The Peace Pledge Union (PPU), meanwhile, which began producing and distributing the white poppy in association with the Co-operative Women's Guild in 1934 after falling out with the Legion over the wording of the tribute, is hoping to sell a more modest 45,000 paper flowers this year. It will barely cover its costs.

But the PPU co-ordinator, Jan Melichar, says the peace poppy has had its most controversial year since the early 1980s.

Then, at the height of the Cold War, right-wing newspapers sought to rubbish the symbol as evidence of loony leftism.

"During the Thatcher years the tabloids went looking for the people that made them and made mincemeat out of them. It was really shocking. Many of them were elderly. But Margaret Thatcher was great for business, when she was in office sales soared," he recalls.

Remembrance was a highly politicised area 20 years ago. The Labour leader Michael Foot was criticised in the media for wearing a "donkey jacket" to the Cenotaph in 1982. He insisted he was wearing a "perfectly good jacket".

The PPU abandoned the laying of its white poppy wreath at the Cenotaph a few years later, saying the ceremony had become "too backward-looking".

Wearing the poppy

* Alex Arthurwarry, 62, from Dagenham, London, said: "I was born in wartime. When my mother was expecting me she was bombed out of her house and evacuated to the Duke of Bedford's estate, which is where I was born. My mother's cousin died in the Second World War - he was in the Navy and had even fought in the First World War. That is why I wear a poppy. It is to remember what people sacrificed their lives for."

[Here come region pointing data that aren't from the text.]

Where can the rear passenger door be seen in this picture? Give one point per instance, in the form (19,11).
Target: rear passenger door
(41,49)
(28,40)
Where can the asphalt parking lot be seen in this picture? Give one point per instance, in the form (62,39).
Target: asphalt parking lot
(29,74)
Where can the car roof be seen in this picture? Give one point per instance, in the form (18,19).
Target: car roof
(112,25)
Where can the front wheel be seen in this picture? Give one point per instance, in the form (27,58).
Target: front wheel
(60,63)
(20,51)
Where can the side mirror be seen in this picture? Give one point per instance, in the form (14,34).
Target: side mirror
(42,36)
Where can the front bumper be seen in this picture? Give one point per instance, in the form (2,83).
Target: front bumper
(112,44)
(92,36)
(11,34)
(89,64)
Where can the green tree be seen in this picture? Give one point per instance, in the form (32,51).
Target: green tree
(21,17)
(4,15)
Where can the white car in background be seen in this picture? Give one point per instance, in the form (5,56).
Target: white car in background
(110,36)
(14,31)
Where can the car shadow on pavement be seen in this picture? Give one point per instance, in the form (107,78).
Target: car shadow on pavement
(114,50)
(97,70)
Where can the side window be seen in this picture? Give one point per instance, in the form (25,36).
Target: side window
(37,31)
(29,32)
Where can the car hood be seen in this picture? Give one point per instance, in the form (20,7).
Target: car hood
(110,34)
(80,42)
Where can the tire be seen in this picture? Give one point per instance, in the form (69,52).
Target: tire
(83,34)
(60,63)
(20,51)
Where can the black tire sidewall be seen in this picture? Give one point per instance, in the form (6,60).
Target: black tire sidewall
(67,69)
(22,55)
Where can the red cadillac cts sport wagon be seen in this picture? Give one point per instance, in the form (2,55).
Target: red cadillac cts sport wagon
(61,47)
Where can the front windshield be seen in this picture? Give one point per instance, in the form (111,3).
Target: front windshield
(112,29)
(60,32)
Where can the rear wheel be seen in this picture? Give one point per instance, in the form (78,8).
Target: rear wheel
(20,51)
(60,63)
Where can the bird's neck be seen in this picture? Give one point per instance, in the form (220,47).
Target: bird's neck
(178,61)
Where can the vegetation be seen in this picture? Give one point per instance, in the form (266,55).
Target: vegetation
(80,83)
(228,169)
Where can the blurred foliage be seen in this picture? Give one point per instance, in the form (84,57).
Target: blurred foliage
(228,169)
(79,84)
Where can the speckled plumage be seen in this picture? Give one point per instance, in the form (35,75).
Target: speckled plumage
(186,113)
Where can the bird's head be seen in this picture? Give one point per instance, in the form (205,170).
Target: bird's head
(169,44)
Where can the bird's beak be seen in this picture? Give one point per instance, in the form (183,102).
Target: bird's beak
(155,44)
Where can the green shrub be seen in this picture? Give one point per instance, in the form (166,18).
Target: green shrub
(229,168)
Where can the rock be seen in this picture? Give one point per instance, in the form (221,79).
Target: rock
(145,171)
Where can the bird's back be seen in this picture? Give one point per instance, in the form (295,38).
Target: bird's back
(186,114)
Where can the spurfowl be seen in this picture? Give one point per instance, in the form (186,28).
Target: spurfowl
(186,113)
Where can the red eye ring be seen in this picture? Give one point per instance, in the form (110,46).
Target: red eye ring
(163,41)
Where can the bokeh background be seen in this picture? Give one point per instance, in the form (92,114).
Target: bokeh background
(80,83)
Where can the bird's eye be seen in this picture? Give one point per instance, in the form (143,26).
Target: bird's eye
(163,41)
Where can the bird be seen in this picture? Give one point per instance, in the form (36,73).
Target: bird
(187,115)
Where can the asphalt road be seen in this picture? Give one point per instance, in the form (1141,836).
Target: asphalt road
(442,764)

* Pat Gorbutt, 70, from Lancashire, said: "My brother died in Korea so it is not just the two world wars we are remembering, it is all of them. I don't think it matters if Jon Snow (the Channel 4 presenter) doesn't wear a poppy when he is presenting the news. That is his right and his opinion and he is entitled to it - that is what people in the world wars died for."

* Anusia Kotowicz, 22, from London, said: "I have just finished university and not many people wore poppies there. At school you were given one and told to wear it but now it is very much a matter of my personal choice. I studied history and I think so much of what is happening now dates back to the First World War. People who say the red poppy glorifies war are wrong. We were always taught that the red colour symbolises the bloodshed and waste of life caused by war."

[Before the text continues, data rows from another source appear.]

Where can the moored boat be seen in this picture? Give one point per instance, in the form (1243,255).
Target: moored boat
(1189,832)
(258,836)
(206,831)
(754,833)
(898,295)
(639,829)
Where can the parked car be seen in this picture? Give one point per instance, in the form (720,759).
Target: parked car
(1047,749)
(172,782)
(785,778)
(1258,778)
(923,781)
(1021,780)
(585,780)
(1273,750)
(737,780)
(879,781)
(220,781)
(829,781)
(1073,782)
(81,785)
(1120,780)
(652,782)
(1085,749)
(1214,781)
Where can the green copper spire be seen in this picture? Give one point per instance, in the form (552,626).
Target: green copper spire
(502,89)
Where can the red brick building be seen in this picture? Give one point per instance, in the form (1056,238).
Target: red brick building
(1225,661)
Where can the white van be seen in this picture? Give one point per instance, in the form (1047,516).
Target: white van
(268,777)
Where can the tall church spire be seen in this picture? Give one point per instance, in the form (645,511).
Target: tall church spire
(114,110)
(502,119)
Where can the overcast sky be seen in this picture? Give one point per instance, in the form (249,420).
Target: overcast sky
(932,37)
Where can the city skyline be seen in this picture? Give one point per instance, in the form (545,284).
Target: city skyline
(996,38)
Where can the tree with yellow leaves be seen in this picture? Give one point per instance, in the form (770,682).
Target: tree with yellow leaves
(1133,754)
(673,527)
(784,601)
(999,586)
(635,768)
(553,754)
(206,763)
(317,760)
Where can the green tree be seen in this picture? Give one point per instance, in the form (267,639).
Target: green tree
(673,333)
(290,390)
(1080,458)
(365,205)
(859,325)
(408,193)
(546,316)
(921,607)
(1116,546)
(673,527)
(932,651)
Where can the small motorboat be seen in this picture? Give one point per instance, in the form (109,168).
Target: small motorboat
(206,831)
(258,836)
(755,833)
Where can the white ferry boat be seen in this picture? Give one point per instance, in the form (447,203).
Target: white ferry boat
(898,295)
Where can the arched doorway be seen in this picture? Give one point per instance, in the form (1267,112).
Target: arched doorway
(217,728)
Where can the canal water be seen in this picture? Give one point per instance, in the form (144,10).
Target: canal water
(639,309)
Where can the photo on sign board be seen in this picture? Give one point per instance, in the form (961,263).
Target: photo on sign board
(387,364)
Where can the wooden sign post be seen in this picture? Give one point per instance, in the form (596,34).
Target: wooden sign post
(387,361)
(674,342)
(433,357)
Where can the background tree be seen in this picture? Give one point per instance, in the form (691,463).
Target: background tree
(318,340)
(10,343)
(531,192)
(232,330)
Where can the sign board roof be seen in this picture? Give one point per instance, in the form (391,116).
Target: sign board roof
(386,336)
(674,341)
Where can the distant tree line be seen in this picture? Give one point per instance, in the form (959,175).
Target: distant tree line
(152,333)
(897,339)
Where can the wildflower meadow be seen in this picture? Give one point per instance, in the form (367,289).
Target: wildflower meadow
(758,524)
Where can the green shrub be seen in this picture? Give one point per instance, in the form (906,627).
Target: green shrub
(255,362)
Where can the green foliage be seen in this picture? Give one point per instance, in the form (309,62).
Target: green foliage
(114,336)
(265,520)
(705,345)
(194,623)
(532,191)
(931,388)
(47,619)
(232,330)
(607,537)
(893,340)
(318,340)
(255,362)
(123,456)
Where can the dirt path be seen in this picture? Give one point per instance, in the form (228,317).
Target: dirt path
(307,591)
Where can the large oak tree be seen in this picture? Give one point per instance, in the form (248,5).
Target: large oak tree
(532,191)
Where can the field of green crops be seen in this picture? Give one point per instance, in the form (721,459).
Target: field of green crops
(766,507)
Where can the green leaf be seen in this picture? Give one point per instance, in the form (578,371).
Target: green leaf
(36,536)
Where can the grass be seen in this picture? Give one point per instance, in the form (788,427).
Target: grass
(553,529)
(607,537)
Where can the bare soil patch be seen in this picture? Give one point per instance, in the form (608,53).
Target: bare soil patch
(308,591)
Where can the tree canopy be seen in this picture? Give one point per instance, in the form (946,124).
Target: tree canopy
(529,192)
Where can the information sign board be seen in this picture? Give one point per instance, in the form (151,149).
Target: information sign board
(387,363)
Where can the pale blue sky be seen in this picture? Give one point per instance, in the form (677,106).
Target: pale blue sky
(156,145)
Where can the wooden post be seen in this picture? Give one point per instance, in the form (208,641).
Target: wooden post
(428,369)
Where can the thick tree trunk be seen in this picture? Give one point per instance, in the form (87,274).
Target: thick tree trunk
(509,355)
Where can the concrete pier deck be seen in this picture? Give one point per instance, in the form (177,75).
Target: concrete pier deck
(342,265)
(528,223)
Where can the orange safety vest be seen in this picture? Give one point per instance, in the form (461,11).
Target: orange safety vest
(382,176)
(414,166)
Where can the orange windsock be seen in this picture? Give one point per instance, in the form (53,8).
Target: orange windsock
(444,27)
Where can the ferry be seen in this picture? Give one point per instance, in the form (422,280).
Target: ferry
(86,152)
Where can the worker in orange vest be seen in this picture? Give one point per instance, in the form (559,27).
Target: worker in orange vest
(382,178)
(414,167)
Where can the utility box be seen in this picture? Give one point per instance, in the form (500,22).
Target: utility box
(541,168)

* Richard Butcher, 12, from South Yorkshire, said: "My granddad fought in the Second World War in Dunkirk. He survived but he died soon after I was born. I don't really remember him but I have seen pictures and been told all the stories. We wear poppies so we think about what everybody did in the war. I wouldn't want to be a soldier or go to war. You would have to be very brave. A lot of people at my school don't wear poppies but I like to."

* David Brown, 41, from Northern Ireland, said: "I was in the Ulster Defence Regiment for four years and the Royal Ulster Constabulary for 12 years before I was medically discharged. I was there in the aftermath of the Omagh bomb. Picking up toys and seeing the carnage really brings home what things like this are about. The poppy should be about all those conflicts and people who died in them."

* Cheryl Blackeet, 39, from Rotherham, South Yorkshire, said: "I've come down to London with my husband and brother-in-law for the Cenotaph service for the past couple of years. t is incredibly moving to see all the veterans marching, including my brother-in-law, who was in the Royal Signals. I think it is important that we never forget what people did. The poppy for me is about respecting and thanking people who fight in wars. It is about the dead but also about those who are still risking their lives."